Du hättest nicht gewollt, dass ich über uns schreibe.

Geschichte zum Thema Geborgenheit/ Wärme

von  SunnySchwanbeck

"Du bist nur noch unterwegs, isst nicht mal mehr was. Ich find das nicht gut." Sie sitzt auf ihrem üblichen Platz unserer durchgesessenen Ledercouch. Die Lesebrille ein Stück zu weit unten auf der Nase, die Zeitschrift halb geknickt in ihren ledrigen Händen. Sie blickt mich über die runden Gläser sorgsam an und erwartet irgendeine Reaktion. "Ich kauf mir unterwegs was." Ist alles was ich rausbringe, bevor ich mir deine Jacke über den Arm lege, meine Köpfhörer in die Ohren stecke und vorsichtig die Tür hinter mir schließe.

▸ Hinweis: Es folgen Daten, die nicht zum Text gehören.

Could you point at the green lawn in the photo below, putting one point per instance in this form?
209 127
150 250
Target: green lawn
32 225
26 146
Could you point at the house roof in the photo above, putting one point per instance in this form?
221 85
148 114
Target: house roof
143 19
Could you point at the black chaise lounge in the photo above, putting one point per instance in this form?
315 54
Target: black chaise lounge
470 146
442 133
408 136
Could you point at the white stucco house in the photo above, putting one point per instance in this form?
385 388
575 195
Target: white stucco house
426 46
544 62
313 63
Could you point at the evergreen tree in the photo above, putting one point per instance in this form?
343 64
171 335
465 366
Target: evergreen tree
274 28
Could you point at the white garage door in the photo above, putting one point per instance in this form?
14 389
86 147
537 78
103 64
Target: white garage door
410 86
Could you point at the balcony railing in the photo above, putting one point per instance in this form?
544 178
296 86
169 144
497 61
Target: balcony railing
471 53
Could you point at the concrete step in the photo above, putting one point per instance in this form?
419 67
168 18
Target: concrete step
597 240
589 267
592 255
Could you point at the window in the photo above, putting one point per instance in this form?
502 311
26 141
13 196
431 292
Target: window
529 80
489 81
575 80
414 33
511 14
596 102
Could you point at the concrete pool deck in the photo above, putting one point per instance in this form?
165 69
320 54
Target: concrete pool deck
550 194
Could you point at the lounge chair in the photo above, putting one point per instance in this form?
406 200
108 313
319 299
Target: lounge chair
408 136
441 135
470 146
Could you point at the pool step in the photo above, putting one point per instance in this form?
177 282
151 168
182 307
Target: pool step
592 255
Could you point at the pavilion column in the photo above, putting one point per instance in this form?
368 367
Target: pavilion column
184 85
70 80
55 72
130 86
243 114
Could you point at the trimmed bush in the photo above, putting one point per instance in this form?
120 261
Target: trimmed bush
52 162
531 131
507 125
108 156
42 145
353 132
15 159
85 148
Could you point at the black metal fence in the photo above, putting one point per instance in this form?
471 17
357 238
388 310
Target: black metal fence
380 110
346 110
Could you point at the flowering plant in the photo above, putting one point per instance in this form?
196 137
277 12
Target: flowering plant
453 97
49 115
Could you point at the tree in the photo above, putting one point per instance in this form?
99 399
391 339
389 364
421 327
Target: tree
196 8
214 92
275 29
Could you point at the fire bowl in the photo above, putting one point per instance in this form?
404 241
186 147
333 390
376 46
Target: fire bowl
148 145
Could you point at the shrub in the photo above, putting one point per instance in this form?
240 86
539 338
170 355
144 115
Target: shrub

Im Hausflur höre ich sie noch zetern, warum nichts mal rund laufen kann, unweigerlich muss ich lächeln und ihr insgeheim zustimmen. Der Weg zur Brücke ist der selbe wie seit acht Jahren, Straße hoch, rechts, links, über die Schienen und schnell in den Schutz der hohen, grauen Mauern. "Na." Du lächelst ein bisschen und schnippst deine Kippe in das nasse Gras das unseren Weg säumt. "Selber na." Sage ich, etwas aufgeweckter als ich eigentlich bin. Wir umarmen uns und ich habe das Gefühl erst durch deinen Arm um meine Schultern wacht mein Körper auf. "Bierchen?" Mit einer gekonnten Bewegung öffnest du das billig Bier mit deinen Zähnen und reichst mir eine Flasche, bevor du dir selbst eine öffnest. "Danke." Wir steigen die kleine Treppe hoch, um im Schutz der Brücke auf einer schmalen Plattform zu sitzen, du gehst vor, hälst mir das aufdringliche Gestrüpp vom Leib und bringst mich damit zum lachen.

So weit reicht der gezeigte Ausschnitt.